If this does not exist, why not?

Edit: As Bakuriu inferred, I was suggesting it could potentially be something that runs in a separate process. Would this add too much overhead?

TimY
  • 5,256
  • 5
  • 44
  • 57
  • I don't understand. Do you want to run some code as CPython and some code as PyPy? Then you must use two different processes, one with PyPy and one with CPython, but this will add a lot of overhead to communicate between processes. – Bakuriu Apr 08 '13 at 11:47
  • Yes, that's what I was suggesting - would the overhead really reduce the performance that much? (I'm sorry that was unclear) – TimY Apr 08 '13 at 11:49
  • It depends. Multiprocessing allows you to add some parallel computation which can increase the speed of the computation on multicore machines, but you must be careful to avoid many little communications between processes. Avoid sending small "information packets", try to do batch communications as much as possible. We can't say anything more without the specific code. You should probably try and *profile* (at least with some sample code). – Bakuriu Apr 08 '13 at 12:10
  • I see. So you're suggesting this is not a mainstream practice due to the the fact that the efficiency is code-specific. Unfortunately, I cannot post the code since it is too long and complex, but thank you for the offer. I will have a look at what I can do. – TimY Apr 08 '13 at 12:59
  • 1
    Generally you have to consider that every communication between processes is like 1000 or more times slower then normal operations. Depending on the task it might or not be possible to "dilute" these heavy operations among the others to obtain a speed up. Other tasks are intrinsecally serial and, no matter what, you wont obtain big speed ups with parallelization. So, yes, it highly depends on your problem.There are some conventional ways of doing this, e.g. pipes, RPCs,signals or sockets, so you ought to take a look at the [standard library](http://docs.python.org/2/library/ipc.html). – Bakuriu Apr 08 '13 at 14:50

1 Answers1

0

Since I stumbled over this question long before the other thread, the reverse mechanism is described briefly here (Can I embed CPython inside PyPy?).

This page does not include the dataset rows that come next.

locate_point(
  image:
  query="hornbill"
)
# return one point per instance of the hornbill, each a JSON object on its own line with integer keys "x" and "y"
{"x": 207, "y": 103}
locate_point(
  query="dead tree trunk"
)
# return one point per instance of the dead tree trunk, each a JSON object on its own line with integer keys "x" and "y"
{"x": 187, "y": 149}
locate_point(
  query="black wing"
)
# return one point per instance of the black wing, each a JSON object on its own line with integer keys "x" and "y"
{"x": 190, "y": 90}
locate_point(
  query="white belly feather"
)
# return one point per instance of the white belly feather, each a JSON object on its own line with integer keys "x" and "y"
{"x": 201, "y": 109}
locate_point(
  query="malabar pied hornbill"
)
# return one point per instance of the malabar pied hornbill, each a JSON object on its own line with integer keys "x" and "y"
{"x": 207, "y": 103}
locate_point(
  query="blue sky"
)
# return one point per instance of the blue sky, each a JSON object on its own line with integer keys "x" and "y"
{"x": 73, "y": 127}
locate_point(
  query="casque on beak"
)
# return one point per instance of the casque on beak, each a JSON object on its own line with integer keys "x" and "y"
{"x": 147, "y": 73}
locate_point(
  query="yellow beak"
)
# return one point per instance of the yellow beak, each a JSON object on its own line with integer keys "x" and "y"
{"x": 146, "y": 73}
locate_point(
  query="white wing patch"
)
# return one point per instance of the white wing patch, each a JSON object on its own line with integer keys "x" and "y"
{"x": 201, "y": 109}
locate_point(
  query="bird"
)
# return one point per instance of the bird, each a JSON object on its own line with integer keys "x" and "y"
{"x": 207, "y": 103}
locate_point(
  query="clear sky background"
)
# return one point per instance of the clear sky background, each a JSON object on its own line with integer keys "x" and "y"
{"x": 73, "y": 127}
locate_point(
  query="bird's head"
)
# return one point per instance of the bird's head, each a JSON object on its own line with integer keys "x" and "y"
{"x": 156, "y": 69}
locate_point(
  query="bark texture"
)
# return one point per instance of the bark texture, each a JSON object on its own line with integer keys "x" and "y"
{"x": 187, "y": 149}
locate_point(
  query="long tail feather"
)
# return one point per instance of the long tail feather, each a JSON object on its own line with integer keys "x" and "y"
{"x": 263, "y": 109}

The basic idea is to start a PyPy interpreter alongside the CPython interpreter (or vise versa) and connect them via inter process communication. While you might be tempted to try to do this via pipes or sockets, it is highly recommended to use a higher-level library, such as execnet (which is actually used for this purpose).

If you go for a low-level approach, be sure to decide early if and how you can handle architectures such as multi-thread or multi-process execution, whether you want asynchronous computation or even master-worker setups.

Community
  • 1
  • 1
MisterMiyagi
  • 44,374
  • 10
  • 104
  • 119